Gesammelt werden die Karten idealerweise in einer schönen Box, beispielsweise von Semikolon, wo sie sich dank Registerkarten sortieren lassen nach Absender, Urlaubsorten, Jahren. Wer Gefallen am Schreiben findet, registriert sich bei postcrossing.de. Über die Plattform kann man zufällig ausgelosten Menschen Ansichtskarten senden. Seit der Gründung im Jahr 2005 wurden rund 68 Millionen Postkarten um die Welt geschickt.

Vaterliebe per Post

(Foto: Aus: Jurek Becker »Am Strand von Bochum ist allerhand los«, Postkarten, herausgegeben von Christine Becker, Suhrkamp Verlag 2019)

„Du olle Kichererbse“, „Alte Pudelmütze“ oder „Geliebte Telefonklingel“, „Wackelpudding“, „Mopsfrosch“ und „Wickelbaby“: Wenn Jurek Becker mal wieder eine Postkarte an seinen kleinen Sohn Jonathan schickte, ließ er seiner Fantasie schon bei der Anrede freien Lauf. Der Schriftsteller, mit Büchern wie „Jakob der Lügner“ oder „Bronsteins Kinder“ zu Weltruhm gelangt, war 1990 noch einmal Vater geworden. Becker war damals schon 52, häufig auf Lesereise und stets in Sorge, viel zu oft nicht bei Johnny zu sein. Also fuhr er immer mit einem Stapel Postkarten los, weil es unterwegs möglicherweise keine geeigneten Exemplare gab, und schickte sie seinem Sohn – insgesamt fast 130 Postkarten, von 1992 bis zu seinem frühen Krebstod 1997.

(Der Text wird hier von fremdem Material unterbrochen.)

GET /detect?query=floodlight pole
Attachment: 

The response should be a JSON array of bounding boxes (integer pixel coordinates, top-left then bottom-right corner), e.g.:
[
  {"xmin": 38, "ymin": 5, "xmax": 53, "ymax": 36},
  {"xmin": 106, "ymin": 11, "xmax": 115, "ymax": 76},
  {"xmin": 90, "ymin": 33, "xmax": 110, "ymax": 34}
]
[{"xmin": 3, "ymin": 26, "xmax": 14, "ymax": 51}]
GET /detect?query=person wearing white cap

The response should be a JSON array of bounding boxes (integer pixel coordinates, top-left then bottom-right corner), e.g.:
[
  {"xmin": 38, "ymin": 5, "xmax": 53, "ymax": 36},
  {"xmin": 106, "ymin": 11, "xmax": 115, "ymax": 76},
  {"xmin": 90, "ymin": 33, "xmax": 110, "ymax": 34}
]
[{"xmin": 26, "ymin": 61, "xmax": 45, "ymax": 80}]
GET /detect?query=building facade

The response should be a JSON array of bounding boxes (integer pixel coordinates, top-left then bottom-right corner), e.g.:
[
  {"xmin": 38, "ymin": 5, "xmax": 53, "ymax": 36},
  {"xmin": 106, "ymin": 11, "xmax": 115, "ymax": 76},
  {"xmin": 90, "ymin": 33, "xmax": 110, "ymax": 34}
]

Vor einigen Jahren sind sie gesammelt als Buch erschienen („Lieber Johnny. Jurek Beckers Postkarten an seinen Sohn Jonathan“), später folgte eine erweiterte Sammlung von Beckers Postkarten bei Suhrkamp. Jede ist ein Kunstwerk für sich: Vorne sind oft Autos, Züge und Busse zu sehen (die liebte Johnny) oder Elefanten (die liebte Becker), hinten wahre Postkartenpoesie. Einmal schickte der Vater zum Beispiel Grüße aus Heidelberg: „Meine liebe Telefonklingel, stell Dir vor, ich bin in einer Stadt, da lachen die Autos und die Katzen bellen und die Hunde tuten, und die Feuerwehr macht Kikeriki. (...) Bis gleich mein Lieberlieber, Dein Papa“. Kann es ein schöneres Vermächtnis geben als 127-mal Vaterliebe im Postkartenformat?

Neuigkeiten aus dem Fass

(Foto: Julia Rothhaas)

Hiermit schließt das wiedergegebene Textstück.